Non impegniamoci a definire la Felicità, cerchiamo di viverla.
Tutti noi, credo, avvertiamo una forte responsabilità quando maneggiamo la parola “felicità”. Ci sembra qualcosa di grande, talvolta addirittura impossibile. Secondo me più che avventurarsi nel tentativo di spiegarla, bisogna provare infatti a viverla. Viverla nell’unico tempo possibile: il presente.
Qualcuno ben prima di me ci ha dato splendidi spunti sui quali riflettere:
- La felicità dipende da noi stessi (Aristotele)
- Più un uomo medita su pensieri buoni, migliore sarà il suo mondo e il mondo in generale (Confucio)
Possiamo trarne una sintesi illuminante: dobbiamo smettere di aspettarci che la Felicità piova dal cielo e attivarci per propiziarla. Ci sono con ciò certezze di essere felici? Probabilmente sì, se la consideriamo una scelta, un impegno, un piacere cui dedicarci.
Negli ultimi decenni la psicologia l’ha studiata sempre più scientificamente fino ad arrivare a delinearne la percezione tangibile. In particolare Sonja Lyubomirsky la racconta con termini chiari e immediati come “l’esperienza di gioia, contentezza, o benessere positivo, unito alla sensazione che la propria vita sia buona, significativa e utile.”
Il primo aspetto determinante di questa ricostruzione è l’idea di essere PROTAGONISTI di una possibilità. La Felicità insomma non è tanto qualcosa che accade ma il modo in cui avvertiamo la vita.
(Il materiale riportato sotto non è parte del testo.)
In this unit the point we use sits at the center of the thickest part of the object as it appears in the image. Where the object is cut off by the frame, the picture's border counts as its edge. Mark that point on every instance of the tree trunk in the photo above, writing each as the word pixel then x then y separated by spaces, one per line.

Stai pensando alla fatica, al dolore, alla tristezza? Sono inevitabili eppure non sono propriamente divieti alla Felicità. Sono momenti, emozioni, stati d’animo, umanissimi, del tutto naturali e sicuramente comuni a ognuno di noi. Ma loro diventano infelicità soltanto se lasciamo che prendano il sopravvento, se ci identifichiamo con le situazioni, se confondiamo gli episodi con ciò che noi e la nostra vita siamo.
Difficile da comprendere? Sì, lo è. Lo è perché dobbiamo abituarci a un cammino. Un cammino verso la Felicità. In qualche misura oso dire che dobbiamo darci il permesso di essere felici.
Da donna e da medico affronto ogni giorno il percorso accidentato dell’esistenza, l’affanno del corpo e della psiche, il senso di disorientamento che spesso fa ammalare. Forse una delle ragioni che mi hanno spinta all’avventura di Favola di Vita è proprio il desiderio di diffondere la potenza della Felicità di Spirito. Un po’ alla volta riuscirai, riusciremo, a goderne.